Иотам ничего не ответил Важа, но в душе твердо решил, что всерьез возьмется за это дело, чтобы печаль не омрачала сердце друга. Больше они не встречались, ибо Важа вскоре, года через три, умер. Иотам не изменил своего решения, пять лет искал по всей Кахетии и выбирал лошадей грузинской породы — лурджу. Кому давал за них деньги, кому — овец и в конце концов приобрел десять лошадей, из них — семь жеребцов.

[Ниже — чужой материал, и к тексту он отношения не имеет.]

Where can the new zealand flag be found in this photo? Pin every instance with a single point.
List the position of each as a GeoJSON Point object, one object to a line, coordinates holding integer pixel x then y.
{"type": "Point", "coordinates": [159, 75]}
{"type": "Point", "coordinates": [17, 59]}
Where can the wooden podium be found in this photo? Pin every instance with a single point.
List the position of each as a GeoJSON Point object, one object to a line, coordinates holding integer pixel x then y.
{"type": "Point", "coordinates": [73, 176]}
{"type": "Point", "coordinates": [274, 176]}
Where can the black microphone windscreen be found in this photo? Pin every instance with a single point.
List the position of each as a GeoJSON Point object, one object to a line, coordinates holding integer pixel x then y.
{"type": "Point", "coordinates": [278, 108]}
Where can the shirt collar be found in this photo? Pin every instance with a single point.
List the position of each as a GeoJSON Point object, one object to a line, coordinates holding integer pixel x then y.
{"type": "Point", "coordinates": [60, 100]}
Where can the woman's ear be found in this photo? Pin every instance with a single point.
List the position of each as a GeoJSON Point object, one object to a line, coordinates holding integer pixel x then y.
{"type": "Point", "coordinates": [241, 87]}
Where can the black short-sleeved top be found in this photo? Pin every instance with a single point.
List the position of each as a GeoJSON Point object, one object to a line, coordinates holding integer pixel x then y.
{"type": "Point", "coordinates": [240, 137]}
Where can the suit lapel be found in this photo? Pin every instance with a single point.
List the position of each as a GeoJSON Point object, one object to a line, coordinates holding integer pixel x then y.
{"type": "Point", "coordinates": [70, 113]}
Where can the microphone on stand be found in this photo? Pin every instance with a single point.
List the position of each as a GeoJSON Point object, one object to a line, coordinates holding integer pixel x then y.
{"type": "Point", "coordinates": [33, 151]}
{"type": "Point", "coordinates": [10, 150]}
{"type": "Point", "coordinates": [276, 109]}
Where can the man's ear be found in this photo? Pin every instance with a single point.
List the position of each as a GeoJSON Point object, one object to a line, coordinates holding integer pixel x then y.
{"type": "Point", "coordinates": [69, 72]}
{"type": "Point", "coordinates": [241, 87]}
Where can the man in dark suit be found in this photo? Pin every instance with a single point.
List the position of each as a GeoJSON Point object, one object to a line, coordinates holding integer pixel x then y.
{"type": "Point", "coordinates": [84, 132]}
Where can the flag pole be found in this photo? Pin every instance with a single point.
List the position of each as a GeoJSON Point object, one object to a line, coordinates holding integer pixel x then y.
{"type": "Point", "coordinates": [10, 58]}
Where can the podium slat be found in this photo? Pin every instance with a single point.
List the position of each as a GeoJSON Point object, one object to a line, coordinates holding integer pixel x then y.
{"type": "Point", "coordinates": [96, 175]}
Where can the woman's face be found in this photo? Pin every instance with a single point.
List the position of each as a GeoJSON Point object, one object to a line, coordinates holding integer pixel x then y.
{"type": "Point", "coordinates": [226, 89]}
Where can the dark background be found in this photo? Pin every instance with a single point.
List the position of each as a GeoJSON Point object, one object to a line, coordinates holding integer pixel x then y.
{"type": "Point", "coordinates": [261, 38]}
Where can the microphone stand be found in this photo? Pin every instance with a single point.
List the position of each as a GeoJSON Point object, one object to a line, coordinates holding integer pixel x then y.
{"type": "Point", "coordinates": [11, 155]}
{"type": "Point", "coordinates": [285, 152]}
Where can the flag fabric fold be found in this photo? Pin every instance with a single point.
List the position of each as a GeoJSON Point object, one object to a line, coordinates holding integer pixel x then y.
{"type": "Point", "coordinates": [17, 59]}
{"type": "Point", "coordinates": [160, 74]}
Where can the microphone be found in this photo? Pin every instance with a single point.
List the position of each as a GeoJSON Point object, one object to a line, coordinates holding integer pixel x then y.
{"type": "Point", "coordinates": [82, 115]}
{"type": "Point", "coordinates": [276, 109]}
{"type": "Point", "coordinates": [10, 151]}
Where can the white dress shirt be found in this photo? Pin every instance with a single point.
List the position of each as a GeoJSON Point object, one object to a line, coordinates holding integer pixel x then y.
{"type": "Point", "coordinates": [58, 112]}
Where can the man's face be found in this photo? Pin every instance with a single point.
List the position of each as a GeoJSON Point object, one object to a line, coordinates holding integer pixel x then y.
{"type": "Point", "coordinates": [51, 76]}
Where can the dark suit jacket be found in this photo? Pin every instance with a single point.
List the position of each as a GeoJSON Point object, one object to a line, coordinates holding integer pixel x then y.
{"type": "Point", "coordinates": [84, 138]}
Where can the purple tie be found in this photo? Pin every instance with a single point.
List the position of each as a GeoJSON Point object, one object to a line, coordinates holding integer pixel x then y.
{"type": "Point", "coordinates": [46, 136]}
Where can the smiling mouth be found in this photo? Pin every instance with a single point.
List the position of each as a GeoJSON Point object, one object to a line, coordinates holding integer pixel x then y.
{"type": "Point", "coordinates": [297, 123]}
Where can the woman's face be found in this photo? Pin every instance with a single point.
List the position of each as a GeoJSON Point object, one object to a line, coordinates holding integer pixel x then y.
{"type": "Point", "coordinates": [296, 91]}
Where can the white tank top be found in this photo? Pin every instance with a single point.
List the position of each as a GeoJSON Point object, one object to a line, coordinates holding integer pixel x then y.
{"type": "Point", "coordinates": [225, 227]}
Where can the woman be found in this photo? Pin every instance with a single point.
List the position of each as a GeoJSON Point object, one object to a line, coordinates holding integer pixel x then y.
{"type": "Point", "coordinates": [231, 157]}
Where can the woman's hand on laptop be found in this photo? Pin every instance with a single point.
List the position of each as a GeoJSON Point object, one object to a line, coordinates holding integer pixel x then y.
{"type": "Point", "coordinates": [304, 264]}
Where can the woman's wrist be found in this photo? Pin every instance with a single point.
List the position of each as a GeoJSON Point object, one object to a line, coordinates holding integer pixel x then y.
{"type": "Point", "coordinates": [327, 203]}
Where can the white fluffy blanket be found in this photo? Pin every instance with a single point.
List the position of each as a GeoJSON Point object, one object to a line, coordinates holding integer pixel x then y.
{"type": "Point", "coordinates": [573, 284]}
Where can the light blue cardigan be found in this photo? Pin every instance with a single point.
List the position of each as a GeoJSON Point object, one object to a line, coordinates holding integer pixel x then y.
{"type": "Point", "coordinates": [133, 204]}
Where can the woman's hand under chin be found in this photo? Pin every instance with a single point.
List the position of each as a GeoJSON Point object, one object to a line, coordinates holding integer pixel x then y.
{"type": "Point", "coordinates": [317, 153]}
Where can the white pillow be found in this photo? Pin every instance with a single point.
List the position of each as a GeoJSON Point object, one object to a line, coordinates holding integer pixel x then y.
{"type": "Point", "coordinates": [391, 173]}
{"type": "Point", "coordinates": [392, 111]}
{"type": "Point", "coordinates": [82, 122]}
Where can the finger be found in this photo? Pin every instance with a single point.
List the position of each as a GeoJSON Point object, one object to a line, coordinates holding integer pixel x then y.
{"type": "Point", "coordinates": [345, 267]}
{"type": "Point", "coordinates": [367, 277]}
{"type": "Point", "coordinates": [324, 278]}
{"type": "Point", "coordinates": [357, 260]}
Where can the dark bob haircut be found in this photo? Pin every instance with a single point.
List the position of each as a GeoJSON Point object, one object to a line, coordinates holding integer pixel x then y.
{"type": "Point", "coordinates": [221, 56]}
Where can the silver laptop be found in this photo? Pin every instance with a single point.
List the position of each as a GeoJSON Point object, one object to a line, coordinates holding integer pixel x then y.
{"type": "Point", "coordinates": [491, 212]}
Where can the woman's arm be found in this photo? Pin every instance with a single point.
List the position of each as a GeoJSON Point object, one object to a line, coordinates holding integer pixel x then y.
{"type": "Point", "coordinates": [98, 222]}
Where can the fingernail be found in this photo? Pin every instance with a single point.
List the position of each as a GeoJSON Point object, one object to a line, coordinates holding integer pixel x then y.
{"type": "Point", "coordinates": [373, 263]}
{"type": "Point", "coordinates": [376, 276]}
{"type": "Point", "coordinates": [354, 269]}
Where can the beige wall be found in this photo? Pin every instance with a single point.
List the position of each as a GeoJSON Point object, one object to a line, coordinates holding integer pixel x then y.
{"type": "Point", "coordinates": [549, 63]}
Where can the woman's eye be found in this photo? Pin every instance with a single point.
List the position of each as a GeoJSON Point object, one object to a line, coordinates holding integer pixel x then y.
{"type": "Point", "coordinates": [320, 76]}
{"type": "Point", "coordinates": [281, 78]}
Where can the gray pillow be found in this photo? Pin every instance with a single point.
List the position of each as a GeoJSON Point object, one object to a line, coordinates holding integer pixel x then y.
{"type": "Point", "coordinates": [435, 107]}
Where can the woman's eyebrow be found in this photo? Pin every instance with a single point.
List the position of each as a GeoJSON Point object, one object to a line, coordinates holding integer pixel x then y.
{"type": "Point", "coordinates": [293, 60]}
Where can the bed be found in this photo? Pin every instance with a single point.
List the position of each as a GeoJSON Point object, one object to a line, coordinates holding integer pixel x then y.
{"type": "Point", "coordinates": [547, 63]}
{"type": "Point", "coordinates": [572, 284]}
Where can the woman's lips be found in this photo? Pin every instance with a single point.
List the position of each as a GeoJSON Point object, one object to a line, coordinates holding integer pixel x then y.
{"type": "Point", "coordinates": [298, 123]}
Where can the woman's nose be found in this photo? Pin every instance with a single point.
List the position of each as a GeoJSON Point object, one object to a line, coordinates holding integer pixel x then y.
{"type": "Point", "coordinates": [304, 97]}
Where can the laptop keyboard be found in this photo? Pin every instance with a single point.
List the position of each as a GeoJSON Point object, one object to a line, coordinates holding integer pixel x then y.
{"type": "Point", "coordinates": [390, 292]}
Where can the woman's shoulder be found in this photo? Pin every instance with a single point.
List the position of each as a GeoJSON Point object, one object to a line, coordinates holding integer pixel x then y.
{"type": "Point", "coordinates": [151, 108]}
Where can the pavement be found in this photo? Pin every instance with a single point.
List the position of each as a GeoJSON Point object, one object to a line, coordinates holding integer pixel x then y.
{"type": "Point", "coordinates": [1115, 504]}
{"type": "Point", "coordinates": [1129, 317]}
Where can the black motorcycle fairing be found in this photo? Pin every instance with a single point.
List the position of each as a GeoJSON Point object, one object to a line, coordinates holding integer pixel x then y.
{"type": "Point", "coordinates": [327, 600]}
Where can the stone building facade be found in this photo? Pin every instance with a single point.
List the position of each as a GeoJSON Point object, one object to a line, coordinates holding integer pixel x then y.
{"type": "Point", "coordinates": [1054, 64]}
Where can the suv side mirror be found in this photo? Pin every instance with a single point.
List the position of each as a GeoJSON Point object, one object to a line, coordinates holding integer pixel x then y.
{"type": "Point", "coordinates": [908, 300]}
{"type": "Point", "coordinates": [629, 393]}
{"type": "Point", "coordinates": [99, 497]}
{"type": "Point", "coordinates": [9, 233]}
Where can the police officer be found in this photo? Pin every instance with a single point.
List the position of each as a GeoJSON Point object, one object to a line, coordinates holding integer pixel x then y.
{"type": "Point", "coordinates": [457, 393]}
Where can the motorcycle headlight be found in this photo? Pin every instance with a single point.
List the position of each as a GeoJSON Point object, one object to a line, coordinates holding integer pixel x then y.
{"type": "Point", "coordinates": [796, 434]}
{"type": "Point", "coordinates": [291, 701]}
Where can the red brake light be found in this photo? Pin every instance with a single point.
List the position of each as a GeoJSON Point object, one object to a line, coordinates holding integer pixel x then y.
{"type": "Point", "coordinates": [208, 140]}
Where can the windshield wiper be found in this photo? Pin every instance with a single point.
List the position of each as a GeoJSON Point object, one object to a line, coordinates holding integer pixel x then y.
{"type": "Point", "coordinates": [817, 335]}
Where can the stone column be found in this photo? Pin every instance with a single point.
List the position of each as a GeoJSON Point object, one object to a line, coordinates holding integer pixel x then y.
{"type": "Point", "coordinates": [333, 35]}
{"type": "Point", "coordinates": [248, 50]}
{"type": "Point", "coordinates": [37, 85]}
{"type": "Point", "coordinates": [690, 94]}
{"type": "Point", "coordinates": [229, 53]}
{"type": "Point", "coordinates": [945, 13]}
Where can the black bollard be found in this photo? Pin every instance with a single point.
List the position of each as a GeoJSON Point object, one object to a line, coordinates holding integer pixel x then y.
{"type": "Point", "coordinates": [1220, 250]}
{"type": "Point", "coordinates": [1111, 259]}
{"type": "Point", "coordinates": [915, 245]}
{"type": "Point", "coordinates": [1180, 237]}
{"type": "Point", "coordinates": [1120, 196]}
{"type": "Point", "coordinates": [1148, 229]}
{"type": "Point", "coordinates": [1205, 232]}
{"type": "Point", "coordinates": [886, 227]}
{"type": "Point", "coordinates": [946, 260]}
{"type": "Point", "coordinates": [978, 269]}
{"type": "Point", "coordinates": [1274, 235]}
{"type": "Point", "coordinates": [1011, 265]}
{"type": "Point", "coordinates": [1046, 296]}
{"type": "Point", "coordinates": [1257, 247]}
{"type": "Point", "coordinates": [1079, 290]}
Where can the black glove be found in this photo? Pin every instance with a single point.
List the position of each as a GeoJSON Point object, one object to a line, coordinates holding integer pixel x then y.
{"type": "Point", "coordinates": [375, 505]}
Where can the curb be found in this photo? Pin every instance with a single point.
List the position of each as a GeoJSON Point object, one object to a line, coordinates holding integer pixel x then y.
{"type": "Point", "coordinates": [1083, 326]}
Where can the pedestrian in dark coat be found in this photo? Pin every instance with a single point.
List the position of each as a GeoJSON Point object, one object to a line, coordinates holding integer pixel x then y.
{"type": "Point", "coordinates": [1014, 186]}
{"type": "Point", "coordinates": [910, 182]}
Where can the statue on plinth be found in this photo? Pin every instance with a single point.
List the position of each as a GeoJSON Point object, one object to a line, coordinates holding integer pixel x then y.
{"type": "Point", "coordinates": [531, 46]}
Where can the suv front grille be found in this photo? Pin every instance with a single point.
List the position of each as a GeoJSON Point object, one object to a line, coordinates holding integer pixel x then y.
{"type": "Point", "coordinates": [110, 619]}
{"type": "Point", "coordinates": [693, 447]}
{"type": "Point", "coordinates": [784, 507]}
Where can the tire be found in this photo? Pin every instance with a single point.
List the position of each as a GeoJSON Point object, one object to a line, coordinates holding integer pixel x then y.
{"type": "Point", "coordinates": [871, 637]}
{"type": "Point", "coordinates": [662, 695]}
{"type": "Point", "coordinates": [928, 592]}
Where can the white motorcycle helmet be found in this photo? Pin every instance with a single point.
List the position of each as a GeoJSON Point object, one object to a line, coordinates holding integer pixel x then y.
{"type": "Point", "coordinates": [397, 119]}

Слушая эту историю, я усомнился и не поверил во встречу и в беседы Важа с Иотамом, счел это скорей плодом Сабиной фантазии, чем правдой. И история с аргамаком казалась мне далекой от реальности. Если такой конь и существовал, думал я, то почему мы так легко дали ему исчезнуть. Лично я знал лишь одного лурджу — Магданы[22], да и тот был осликом. Вспомнил я и то, как легко управлялся со своим лурджей шестнадцатилетний Арсен[23], так что в моем сознании слово «лурджа» звучало даже с примесью иронии и было лишено всякого ореола.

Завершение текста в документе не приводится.